The goods distribution industry is in a state of controlled disruption, according to a new study by Cushman & Wakefield. Challenges and shifts, such as marine terminal closures, driver shortages, new ocean carrier alliances, Panama Canal issues and others have created an increasingly complex environment.
In their mid-year update on North American ports and transportation published by “Ship – Shore – To Your Front Door” the company explores the sector’s ongoing transition and the resulting opportunities.
The company outlined some trends and predictions:
- New truck orders are at a four-year low. Class 8 truck orders decreased 34% year over year in June, to lowest monthly total since July 2012.
- Surface freight shipments in May were the highest all year. But still 5.8% lower than 2015 and 7% lower than levels in May 2014.
- High inventories also depressed demand, further extending replenishment cycles • Lower fuel surcharges squeeze revenue at top 25 LTLs.
- Regional LTL carriers are building last mile/cross-dock terminals, expanding into new territories and winning market share (Schneider acquired Watkins & Shepard in June 2016).
- Many expect a strong rebound in the OTR freight economy, in the second half of 2016.
- E-commerce last-mile deliveries of furniture and appliances are the fastest-growing segment. These over-dimensional products bypass parcel networks.
- Walmart and Home Depot experiment with Uber, Lyft and Deliv to serve last mile from store LTL and will still handle the line haul and over time will sync with last-mile startups for on- demand delivery service.

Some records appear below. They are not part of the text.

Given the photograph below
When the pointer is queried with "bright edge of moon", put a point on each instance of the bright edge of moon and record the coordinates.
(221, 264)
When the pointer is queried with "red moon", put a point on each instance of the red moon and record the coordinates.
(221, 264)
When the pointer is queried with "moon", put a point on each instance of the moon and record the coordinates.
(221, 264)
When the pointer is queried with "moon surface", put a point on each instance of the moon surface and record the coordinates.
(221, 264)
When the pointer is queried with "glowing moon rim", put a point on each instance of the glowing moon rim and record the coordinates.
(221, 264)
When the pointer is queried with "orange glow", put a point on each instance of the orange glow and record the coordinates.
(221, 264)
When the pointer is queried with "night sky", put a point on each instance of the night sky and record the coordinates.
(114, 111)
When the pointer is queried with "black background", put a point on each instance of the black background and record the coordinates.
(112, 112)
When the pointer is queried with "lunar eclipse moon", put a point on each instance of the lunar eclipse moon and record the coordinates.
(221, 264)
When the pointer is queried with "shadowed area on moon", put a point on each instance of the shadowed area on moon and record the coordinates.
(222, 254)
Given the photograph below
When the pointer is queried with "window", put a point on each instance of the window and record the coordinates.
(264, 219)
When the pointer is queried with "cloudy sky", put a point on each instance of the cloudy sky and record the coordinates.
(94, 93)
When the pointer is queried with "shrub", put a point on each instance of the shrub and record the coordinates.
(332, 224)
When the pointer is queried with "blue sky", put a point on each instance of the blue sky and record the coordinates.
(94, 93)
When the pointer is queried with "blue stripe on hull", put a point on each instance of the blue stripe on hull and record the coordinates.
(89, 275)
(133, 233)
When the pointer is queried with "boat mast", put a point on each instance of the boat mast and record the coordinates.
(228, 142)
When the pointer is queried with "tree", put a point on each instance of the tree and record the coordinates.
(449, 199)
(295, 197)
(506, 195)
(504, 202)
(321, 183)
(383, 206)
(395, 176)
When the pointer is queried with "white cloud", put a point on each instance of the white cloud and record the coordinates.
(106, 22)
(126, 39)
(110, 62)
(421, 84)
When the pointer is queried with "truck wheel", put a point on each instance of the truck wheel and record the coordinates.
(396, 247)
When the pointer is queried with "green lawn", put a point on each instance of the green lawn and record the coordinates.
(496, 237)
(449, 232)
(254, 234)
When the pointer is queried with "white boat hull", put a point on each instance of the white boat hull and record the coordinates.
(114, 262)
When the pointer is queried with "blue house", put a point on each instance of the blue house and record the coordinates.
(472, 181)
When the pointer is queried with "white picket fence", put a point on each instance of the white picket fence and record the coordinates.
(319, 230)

Times are changing,” explained Cushman & Wakefield’s Kevin Turner, SIOR, "Stakeholders are charting a new way forward with automation, supply chain transparency, new port labor contracts, technological advances, congressional support and stabilizing fuel costs. “Occupiers and landlords are positioning with logistics partners to increase profits and delivery metrics, alleviating supply chain bottlenecks with scalable real estate solutions.”